The difference is: When you’re a writer, people ask: “What have you written lately?” An author has no such time pressure. Having been published once, even a decade ago, is enough – this is a durable credential.
However, being a published author is not all garden parties and massive doses of self-esteem. Don’t expect the William Morris Agency to be making frantic calls to woo you. Maybe you should go to bookstores and rearrange their stock so that your book faces cover out instead of spine out, which no one looks at. Forge ahead with your book talks even if the only people who show up are the co-ordinator and your mother. Joking apart, I sold the largest quantity of my books after giving a talk or a reading at different venues, such as bookstores, local organizations, charity events, even after fashion parades. Once people have met you, the author, and heard a snippet of your writing, they almost feel obliged to come away with a copy of your book.
If your first book has been a major success, by which I mean it has garnered good reviews and impressive sales in the thousands, it is a temptation to make your second book a sequel, thinking that if people really enjoyed the first one, they are going to want to know what happened to these characters later.
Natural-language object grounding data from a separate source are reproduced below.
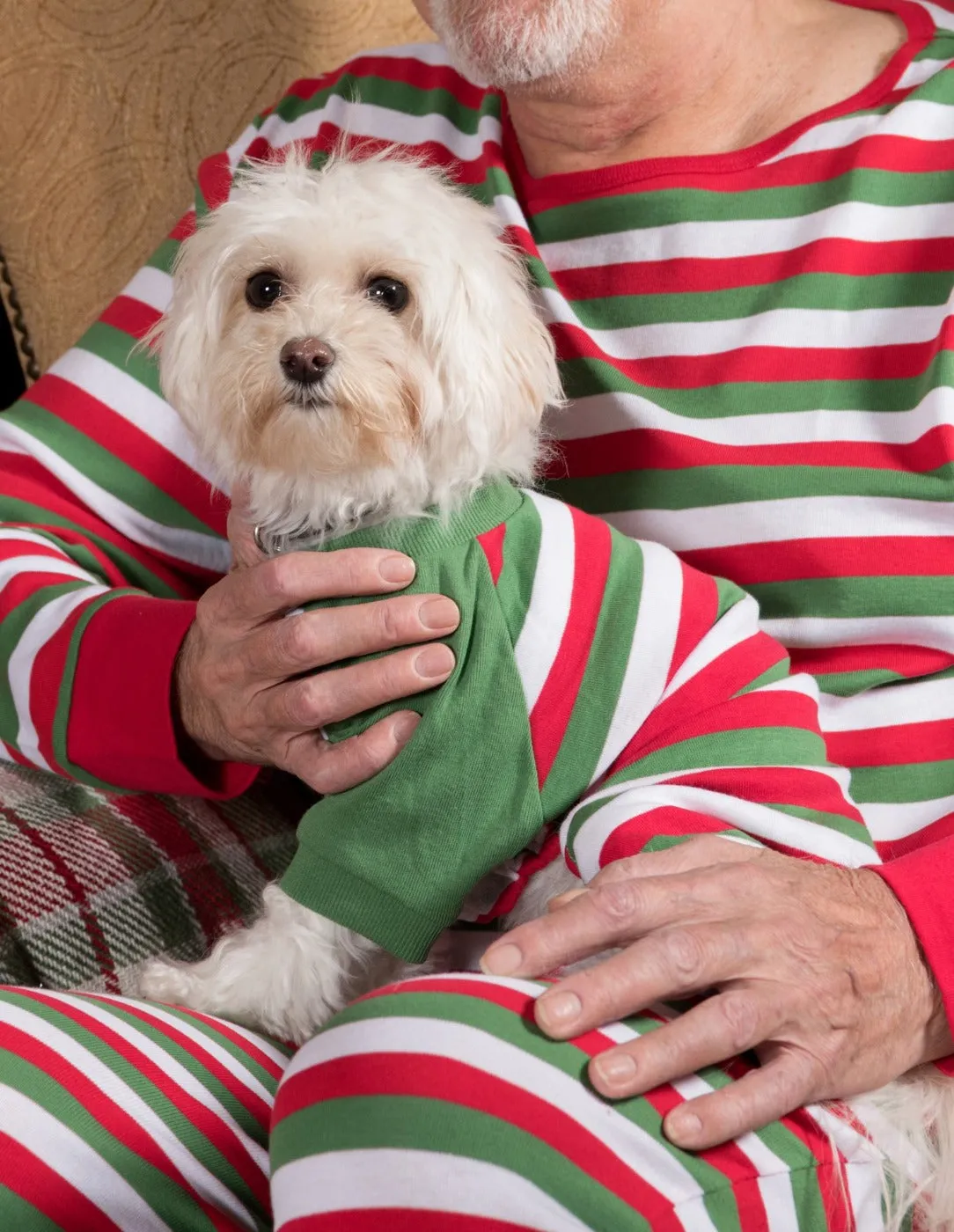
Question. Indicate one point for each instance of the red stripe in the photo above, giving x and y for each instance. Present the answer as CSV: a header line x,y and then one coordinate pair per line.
x,y
901,744
203,1118
705,702
773,785
698,613
904,661
131,316
46,681
128,444
631,837
651,450
882,556
114,1120
892,849
492,544
686,275
763,363
450,1081
40,1185
399,1220
24,480
550,716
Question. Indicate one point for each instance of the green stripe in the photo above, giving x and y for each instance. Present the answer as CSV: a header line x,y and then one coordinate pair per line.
x,y
602,684
833,598
104,468
705,487
818,292
121,350
520,556
902,784
590,378
639,212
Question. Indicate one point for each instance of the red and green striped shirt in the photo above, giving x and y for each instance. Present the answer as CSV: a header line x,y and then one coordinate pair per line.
x,y
756,347
600,683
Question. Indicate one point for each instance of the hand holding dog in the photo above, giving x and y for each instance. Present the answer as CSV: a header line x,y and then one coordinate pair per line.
x,y
815,967
246,678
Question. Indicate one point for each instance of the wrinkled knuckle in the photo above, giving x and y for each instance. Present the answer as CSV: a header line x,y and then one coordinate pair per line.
x,y
740,1016
619,901
686,955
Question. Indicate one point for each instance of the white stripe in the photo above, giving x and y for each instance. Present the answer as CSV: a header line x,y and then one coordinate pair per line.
x,y
916,119
479,1050
651,653
45,625
753,237
548,609
793,517
133,400
258,1041
942,18
759,821
207,551
732,628
172,1069
128,1099
150,286
209,1045
821,631
791,328
600,414
910,701
419,1180
773,1172
386,125
892,822
80,1166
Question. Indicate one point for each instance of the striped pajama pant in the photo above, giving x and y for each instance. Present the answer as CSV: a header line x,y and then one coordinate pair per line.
x,y
434,1105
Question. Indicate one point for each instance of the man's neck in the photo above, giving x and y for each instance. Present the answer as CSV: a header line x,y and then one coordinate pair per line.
x,y
695,79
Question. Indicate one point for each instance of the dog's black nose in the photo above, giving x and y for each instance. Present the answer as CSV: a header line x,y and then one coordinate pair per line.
x,y
306,360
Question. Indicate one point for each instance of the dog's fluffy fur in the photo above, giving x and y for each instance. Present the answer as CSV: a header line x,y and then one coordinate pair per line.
x,y
418,409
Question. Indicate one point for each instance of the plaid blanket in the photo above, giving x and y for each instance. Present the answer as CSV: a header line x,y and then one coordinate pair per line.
x,y
92,883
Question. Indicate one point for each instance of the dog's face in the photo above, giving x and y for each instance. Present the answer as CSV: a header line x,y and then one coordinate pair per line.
x,y
351,329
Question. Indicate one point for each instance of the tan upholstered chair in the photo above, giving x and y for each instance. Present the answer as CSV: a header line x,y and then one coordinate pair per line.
x,y
106,106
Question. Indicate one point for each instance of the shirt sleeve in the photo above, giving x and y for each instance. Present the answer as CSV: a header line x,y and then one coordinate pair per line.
x,y
396,856
732,747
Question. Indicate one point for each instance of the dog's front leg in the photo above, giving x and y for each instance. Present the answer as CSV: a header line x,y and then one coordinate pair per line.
x,y
286,975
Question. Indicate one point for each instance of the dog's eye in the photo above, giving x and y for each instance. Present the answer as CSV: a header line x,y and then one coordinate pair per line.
x,y
388,292
263,290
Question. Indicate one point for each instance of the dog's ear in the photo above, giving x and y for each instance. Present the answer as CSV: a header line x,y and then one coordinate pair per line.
x,y
495,355
187,334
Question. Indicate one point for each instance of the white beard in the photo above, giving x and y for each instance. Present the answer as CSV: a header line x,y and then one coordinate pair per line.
x,y
507,43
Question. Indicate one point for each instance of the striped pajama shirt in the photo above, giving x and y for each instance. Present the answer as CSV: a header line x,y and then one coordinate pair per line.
x,y
756,348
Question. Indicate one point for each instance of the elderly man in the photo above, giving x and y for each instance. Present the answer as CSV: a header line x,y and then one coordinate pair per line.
x,y
738,217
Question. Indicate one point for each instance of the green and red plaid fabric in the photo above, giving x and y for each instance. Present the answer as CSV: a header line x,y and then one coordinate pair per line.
x,y
94,883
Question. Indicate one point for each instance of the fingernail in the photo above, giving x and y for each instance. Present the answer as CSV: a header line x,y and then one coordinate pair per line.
x,y
615,1068
405,727
436,661
683,1127
560,1009
502,960
397,568
439,613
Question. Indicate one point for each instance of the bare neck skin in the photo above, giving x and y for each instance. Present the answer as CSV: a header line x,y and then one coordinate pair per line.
x,y
701,77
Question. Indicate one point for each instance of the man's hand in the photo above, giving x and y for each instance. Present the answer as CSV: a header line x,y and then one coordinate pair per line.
x,y
246,683
812,966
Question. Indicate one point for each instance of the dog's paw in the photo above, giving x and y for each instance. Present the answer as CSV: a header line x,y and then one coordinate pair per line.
x,y
170,982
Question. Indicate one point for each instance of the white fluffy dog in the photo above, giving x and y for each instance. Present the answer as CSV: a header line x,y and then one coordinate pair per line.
x,y
374,326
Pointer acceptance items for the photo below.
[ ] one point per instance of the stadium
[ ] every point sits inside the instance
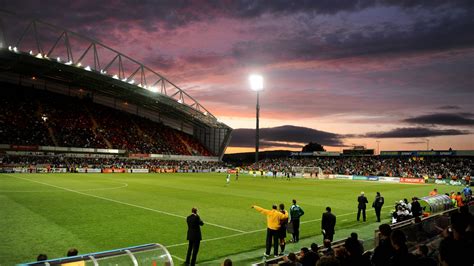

One example is Jojo Moyes “Me Before You” and its sequel |”After You.” I loved both of them. But my experience was different.
My first book (I’ve written 14) has been amazing. “The Pomegranate Pendant” had wonderful reviews, is still selling regularly after 20 years, has been made into a movie (“The Golden Pomegranate) and musicals in both USA and Australia, and won a major literary prize and still brings e-mails stating “This is my favourite book of all time”, yet when I wrote a sequel”Seeds of the Pomegranate” it has languished miserably for many years now.
Your second book will probably be even harder to sell than your first. Try for a different story, even a different genre. After that, your name will be recognisable as an author, and your friends’ query will be: “Are you working on a new novel? What is it about?”